Democratic presidential candidate Bernie Sanders has a new national press secretary he hopes will help him win minority voters and smooth over relations with Black Lives Matter activists.

Symone Sanders (no relation to the candidate), has joined the campaign. A young black woman with a history of activism, she left the Campaign for Juvenile Justice to join Hillary Clinton's strongest challenger on the campaign trail.

Only 25 years old, Symone Sanders has spent many years working in politics an communications. A highlight of her early activism came in 2006, when as a member of Girls Inc. she introduced Bill Clinton at the end of the year fundraiser. Clinton told her that she "spoke so well, I kind of hate to follow you." Years later Clinton would mention Symone Sanders in his book Giving as a woman who had "come a long way and is going a lot further."

When Sanders introduced herself to a 27,500-person crowd at the Bernie Sanders rally on Sunday night, opening up for the Vermont senator, she warmed up the crowd by saying things like the candidate himself has often said, such as "Black Lives Matter" and "these killings must end." But the difference between Bernie and Symone is authenticity.

Bernie Sanders has struggled to win over minority voters during his campaign, a major obstacle to becoming a legitimate threat to Clinton's nomination. He has also been shouted down by Black Lives Matter activists who have protested his speeches to progressive audiences, creating awkward situations for a politician who bills himself as a lifelong supporter of the civil rights movement.

"It is very important that we say the words 'black lives matter,' Symone Sanders said at the rally. "But it's also important to have people in political office who are going to turn those words into action. No candidate for president is going to fight harder for criminal justice reform and racial justice issues than Senator Bernie Sanders."

Symone Sanders went on to list off the names of those African Americans killed by police officers during the past year, to loud applause. When Bernie Sander tried to speak to similar topics at Netroots Nation last month, he was booed off the stage.
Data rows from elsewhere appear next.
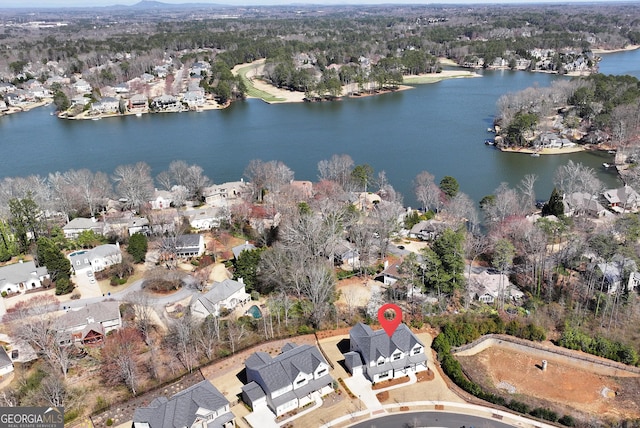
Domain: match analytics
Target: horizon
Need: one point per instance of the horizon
(53, 4)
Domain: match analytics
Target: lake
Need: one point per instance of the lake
(438, 127)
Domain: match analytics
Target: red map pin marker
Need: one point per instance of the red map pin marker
(390, 325)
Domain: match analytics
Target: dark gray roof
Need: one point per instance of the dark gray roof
(238, 249)
(279, 372)
(95, 313)
(253, 391)
(180, 410)
(375, 344)
(188, 241)
(21, 272)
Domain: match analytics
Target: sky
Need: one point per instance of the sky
(89, 3)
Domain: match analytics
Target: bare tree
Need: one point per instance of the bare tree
(134, 184)
(318, 288)
(182, 338)
(143, 312)
(119, 358)
(267, 176)
(427, 191)
(337, 169)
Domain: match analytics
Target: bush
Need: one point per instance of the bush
(305, 329)
(567, 421)
(101, 404)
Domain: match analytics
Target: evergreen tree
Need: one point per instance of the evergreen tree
(554, 206)
(138, 246)
(246, 267)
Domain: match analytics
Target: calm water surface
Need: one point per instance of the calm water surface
(439, 128)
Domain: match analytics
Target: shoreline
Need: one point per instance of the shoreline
(625, 49)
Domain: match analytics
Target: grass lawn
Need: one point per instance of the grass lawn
(252, 91)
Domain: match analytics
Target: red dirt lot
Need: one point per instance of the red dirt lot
(562, 387)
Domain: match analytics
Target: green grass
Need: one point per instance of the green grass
(252, 91)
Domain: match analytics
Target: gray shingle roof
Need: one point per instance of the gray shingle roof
(281, 371)
(180, 410)
(375, 344)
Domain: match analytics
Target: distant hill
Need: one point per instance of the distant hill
(153, 4)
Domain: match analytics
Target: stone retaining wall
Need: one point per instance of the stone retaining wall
(570, 357)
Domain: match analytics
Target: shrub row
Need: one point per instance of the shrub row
(601, 346)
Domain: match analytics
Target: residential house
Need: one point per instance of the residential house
(126, 225)
(161, 199)
(613, 273)
(190, 245)
(6, 87)
(226, 294)
(22, 276)
(138, 103)
(80, 100)
(238, 249)
(427, 230)
(78, 225)
(81, 86)
(193, 98)
(89, 324)
(579, 203)
(165, 102)
(121, 88)
(379, 356)
(390, 275)
(487, 287)
(346, 254)
(6, 365)
(622, 199)
(106, 105)
(291, 380)
(205, 218)
(225, 194)
(96, 259)
(199, 406)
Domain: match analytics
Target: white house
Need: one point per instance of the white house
(289, 381)
(22, 276)
(226, 294)
(96, 259)
(622, 199)
(487, 287)
(80, 224)
(200, 405)
(381, 357)
(161, 199)
(90, 323)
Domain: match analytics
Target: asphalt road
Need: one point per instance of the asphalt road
(431, 420)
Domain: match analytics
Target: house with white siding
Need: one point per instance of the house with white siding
(291, 380)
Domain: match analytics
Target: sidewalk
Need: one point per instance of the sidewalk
(469, 409)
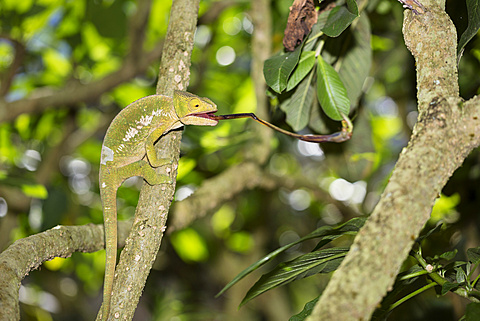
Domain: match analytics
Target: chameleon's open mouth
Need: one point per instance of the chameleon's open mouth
(207, 115)
(211, 119)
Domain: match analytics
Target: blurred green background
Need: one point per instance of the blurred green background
(49, 158)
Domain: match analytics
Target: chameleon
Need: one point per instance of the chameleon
(128, 151)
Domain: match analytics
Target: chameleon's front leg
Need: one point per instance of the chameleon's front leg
(152, 154)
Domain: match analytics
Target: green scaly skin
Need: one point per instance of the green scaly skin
(128, 151)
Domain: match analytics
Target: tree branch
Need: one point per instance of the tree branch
(145, 238)
(29, 253)
(446, 131)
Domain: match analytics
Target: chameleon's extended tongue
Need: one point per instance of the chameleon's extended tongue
(337, 137)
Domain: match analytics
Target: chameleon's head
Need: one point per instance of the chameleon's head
(194, 110)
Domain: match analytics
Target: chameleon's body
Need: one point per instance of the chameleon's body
(128, 151)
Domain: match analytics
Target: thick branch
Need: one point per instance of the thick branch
(444, 135)
(28, 254)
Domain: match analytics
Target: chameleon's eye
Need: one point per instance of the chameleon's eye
(195, 103)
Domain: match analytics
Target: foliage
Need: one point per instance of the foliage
(350, 64)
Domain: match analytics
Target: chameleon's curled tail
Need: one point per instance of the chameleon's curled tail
(108, 193)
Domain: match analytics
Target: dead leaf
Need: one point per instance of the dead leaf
(300, 21)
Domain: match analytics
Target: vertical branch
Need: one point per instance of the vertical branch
(145, 238)
(443, 136)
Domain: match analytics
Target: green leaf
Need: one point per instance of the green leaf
(278, 68)
(323, 261)
(331, 92)
(298, 107)
(340, 18)
(307, 310)
(306, 63)
(35, 191)
(460, 275)
(447, 286)
(352, 225)
(473, 255)
(472, 312)
(354, 66)
(473, 9)
(436, 229)
(190, 246)
(448, 255)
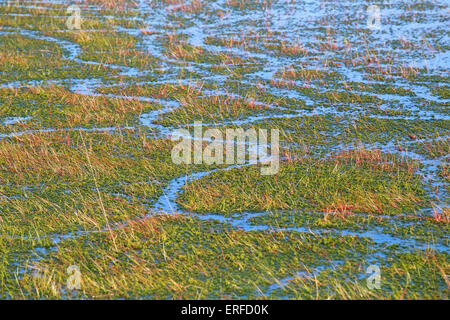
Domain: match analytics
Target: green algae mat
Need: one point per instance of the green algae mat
(118, 179)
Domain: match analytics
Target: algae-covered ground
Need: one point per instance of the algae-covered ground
(92, 205)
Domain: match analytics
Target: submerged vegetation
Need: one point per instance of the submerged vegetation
(87, 178)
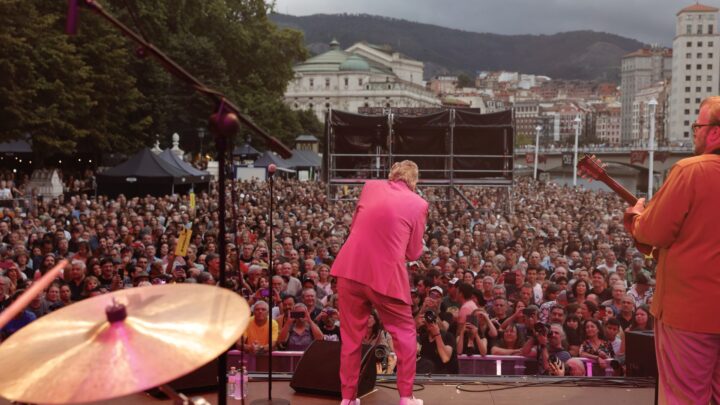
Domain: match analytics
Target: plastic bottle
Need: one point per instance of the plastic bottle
(245, 380)
(232, 382)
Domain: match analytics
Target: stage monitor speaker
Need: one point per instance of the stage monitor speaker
(640, 360)
(318, 371)
(203, 379)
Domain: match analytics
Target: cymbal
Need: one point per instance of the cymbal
(76, 355)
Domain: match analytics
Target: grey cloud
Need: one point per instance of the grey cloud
(650, 21)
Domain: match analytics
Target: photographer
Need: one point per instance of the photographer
(255, 339)
(472, 337)
(328, 323)
(545, 343)
(436, 352)
(298, 334)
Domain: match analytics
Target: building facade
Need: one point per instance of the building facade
(639, 70)
(696, 49)
(366, 77)
(607, 124)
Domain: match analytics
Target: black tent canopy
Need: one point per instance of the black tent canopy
(144, 173)
(198, 176)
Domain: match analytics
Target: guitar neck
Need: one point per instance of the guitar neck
(619, 189)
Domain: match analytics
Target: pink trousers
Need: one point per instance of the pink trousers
(688, 366)
(355, 301)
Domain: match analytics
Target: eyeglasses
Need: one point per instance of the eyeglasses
(695, 126)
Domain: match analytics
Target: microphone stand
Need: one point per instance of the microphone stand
(224, 124)
(270, 401)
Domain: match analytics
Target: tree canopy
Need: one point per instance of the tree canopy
(92, 93)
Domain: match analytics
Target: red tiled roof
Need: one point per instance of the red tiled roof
(649, 52)
(697, 8)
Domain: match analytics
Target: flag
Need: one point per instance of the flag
(638, 156)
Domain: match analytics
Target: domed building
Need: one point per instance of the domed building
(361, 76)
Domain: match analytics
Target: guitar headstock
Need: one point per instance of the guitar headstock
(591, 168)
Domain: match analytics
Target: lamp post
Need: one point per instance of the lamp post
(537, 147)
(201, 135)
(651, 147)
(577, 135)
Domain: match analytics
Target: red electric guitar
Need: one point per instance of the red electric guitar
(591, 168)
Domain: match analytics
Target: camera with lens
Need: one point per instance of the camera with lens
(430, 316)
(542, 329)
(381, 352)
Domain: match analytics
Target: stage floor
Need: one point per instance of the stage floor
(443, 393)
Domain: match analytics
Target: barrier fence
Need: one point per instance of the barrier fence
(287, 361)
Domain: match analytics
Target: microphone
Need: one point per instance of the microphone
(71, 23)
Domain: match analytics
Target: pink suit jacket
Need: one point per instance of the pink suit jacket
(387, 230)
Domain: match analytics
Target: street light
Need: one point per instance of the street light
(651, 147)
(577, 135)
(537, 147)
(201, 135)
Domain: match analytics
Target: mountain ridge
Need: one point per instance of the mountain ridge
(584, 55)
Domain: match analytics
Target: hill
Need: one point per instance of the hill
(586, 55)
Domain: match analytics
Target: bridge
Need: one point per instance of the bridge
(630, 164)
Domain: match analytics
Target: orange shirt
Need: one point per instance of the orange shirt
(259, 334)
(683, 220)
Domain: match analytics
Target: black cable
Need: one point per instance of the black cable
(391, 387)
(136, 20)
(580, 382)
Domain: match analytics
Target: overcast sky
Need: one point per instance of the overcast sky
(650, 21)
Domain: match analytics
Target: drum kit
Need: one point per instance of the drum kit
(120, 343)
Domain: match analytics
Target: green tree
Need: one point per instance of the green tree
(44, 84)
(89, 93)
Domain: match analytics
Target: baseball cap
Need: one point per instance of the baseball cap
(437, 290)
"When you look into your hearts, deep into your hearts, you know which candidate for president will shut down the private prison industry, mandatory minimums, the death penalty," Symone Sanders said. "You know which candidate will have alternatives to incarceration for nonviolent offenders, and which candidate will really use his justice department to protect black lives."

After her speech Bernie took to the stage. Not a single protester interrupted. The Sander campaign hopes this is a signal of what is to come when he next speaks to a more neutral progressive audience.